The continued security and efficacy of payments enabled by EMV chip cards depends on the continued availability of the chips themselves. The transition to chip-based payments continues apace: In the U.S. in 2020 there were over 1.1 billion chip-enabled cards in circulation, accounting for almost 73% of card-present transactions. In 2019, credit cards alone accounted for more than 108.6 million transactions a day, with an additional 77.4 billion debit card transactions that year in the United States. Chip card adoption is even higher in the rest of the world, with at least 95% of card-present transactions using an EMV chip in Europe, the Middle East and Africa, and Canada, Latin America, and the Caribbean in 2020. Combined, this accounts for a huge portion of global economic activity—and given the international nature of semiconductor supply chains, it’s vulnerable to disruption due to the chip shortage.

The possible shortage of chip-enabled cards also raises a host of safety concerns. Without chips, issuers may be forced to revert to issuing mag-stripe only cards, possibly reversing the gains achieved in fraud reduction in recent years and making consumer data more vulnerable.

Due to the important role payment cards play in the American economy, this chip shortage could result in a disruption to American commercial activity, and the nation’s continued economic recovery. For example, as the federal government continues to integrate debit cards for social safety net payments and various relief programs, this shortage could have the unintended consequences of disrupting the disbursement of aid to those across the country.

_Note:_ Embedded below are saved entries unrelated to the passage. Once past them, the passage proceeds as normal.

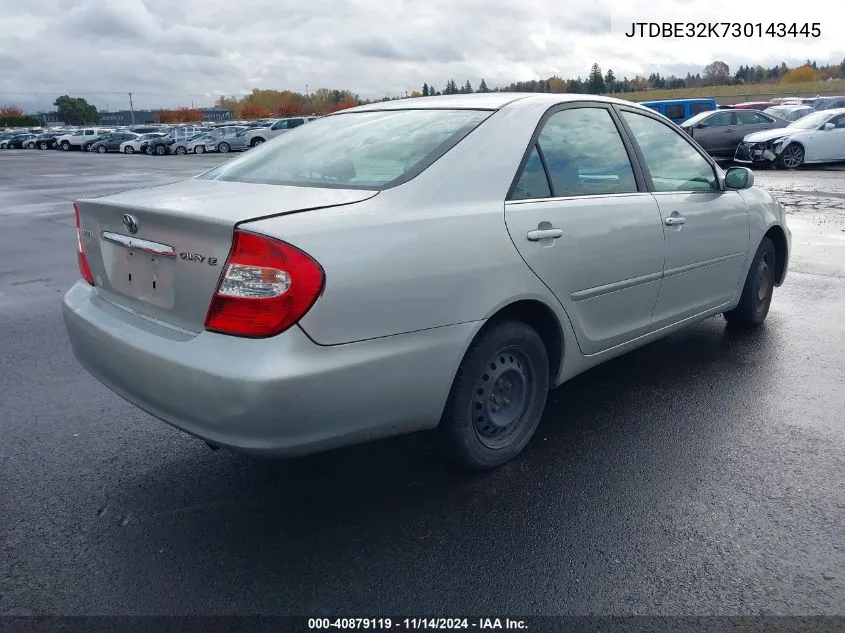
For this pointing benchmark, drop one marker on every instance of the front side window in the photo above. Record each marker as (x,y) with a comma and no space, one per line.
(584,154)
(363,150)
(674,164)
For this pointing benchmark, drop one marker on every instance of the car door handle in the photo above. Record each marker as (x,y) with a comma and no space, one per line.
(541,234)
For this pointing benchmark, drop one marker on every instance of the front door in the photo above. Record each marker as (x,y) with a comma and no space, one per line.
(587,228)
(706,228)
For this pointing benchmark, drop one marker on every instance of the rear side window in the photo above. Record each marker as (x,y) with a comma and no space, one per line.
(584,154)
(676,111)
(363,150)
(533,182)
(673,163)
(697,108)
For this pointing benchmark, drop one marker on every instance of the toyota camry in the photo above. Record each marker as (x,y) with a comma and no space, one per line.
(422,264)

How Government Can Respond

We need an all-hands-on-deck approach to the current chip shortage. As Congress and the Biden Administration continue to prioritize this issue and search for solutions, they cannot omit the impact this will have on the payments industry. It will be crucial for leaders to ensure payment cards are given high priority in the chip production process to ensure their adequate supply. Urgent action is needed as securing an uninterrupted supply chain for payment cards is necessary to foster continued economic activity and recovery. It will take all of us working together to solve this pressing issue, and the payments industry looks forward to working with the Biden Administration to develop lasting solutions.